2 users found this review helpful
Reviewed On: Jan. 29, 2008
Egg and Sausage Casserole
This was easy to make. I took some tips from other readers, and reduced the amount of cheese and added some half-and-half to the eggs (sorry, I didn't measure at 5am). Thinking I was being clever, I cooked the sausage the night before, and then forgot to add it! So, mine was a meatless breakfast casserole, and it was quite good. I used Italian seaonings, and prebaked the crescent roll crust about 5-7 minutes before adding the egg-cheese mixture. Started with oven at 350 for 20 minutes, and 300 to finish. I'd make this again; it was a breeze.

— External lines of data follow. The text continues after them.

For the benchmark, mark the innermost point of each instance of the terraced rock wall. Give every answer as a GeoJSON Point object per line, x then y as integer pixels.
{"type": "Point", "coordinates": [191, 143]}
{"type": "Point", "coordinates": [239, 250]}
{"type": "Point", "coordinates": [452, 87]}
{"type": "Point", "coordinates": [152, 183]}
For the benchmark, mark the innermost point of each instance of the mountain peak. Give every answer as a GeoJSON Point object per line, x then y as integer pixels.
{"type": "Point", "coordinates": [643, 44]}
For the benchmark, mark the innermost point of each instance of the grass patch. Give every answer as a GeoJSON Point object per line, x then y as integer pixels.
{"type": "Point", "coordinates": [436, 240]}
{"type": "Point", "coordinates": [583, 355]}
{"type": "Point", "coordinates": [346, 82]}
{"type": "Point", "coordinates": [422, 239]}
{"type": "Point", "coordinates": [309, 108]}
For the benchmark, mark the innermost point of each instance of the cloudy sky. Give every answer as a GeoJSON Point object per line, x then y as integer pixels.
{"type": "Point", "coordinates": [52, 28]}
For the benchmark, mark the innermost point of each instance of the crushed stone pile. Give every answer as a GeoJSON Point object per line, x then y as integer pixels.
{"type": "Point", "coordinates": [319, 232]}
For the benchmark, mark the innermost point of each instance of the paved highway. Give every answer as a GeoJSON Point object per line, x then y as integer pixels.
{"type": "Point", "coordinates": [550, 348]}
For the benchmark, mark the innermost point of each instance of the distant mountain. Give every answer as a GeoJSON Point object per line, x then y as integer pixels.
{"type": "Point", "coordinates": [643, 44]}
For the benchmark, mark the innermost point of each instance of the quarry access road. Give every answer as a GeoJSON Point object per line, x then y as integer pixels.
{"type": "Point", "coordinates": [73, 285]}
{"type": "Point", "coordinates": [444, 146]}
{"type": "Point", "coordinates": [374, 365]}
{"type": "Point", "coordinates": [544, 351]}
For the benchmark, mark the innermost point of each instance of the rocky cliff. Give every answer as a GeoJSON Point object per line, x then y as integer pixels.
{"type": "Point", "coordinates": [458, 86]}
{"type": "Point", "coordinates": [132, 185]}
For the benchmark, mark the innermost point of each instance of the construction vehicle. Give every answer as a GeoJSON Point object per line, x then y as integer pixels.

0 users found this review helpful
Reviewed On: Nov. 3, 2007
Coconut Cake IV
This cake is very easy to make, and it is moist and delicious. I used 1-1/2 cups sugar as another reviewer suggested. Next time I will use 2 teaspoons coconut extract, and I'll run the flaked coconut through a processor to see what happens. I got a wild hare to make this about 9pm last night, and it went together so quickly that I was in bed by my regular time, with the cake finished and in a cake carrier, and the kitchen all cleaned up. My cake baked in 50 minutes, but that's probably because my bundt pan is professional-grade heavy cast-aluminum. In any case, I advise testing the cake at 50 minutes, because you don't want it to be dry. I took this to an early morning meeting, and everyone loved it. Thanks for the recipe!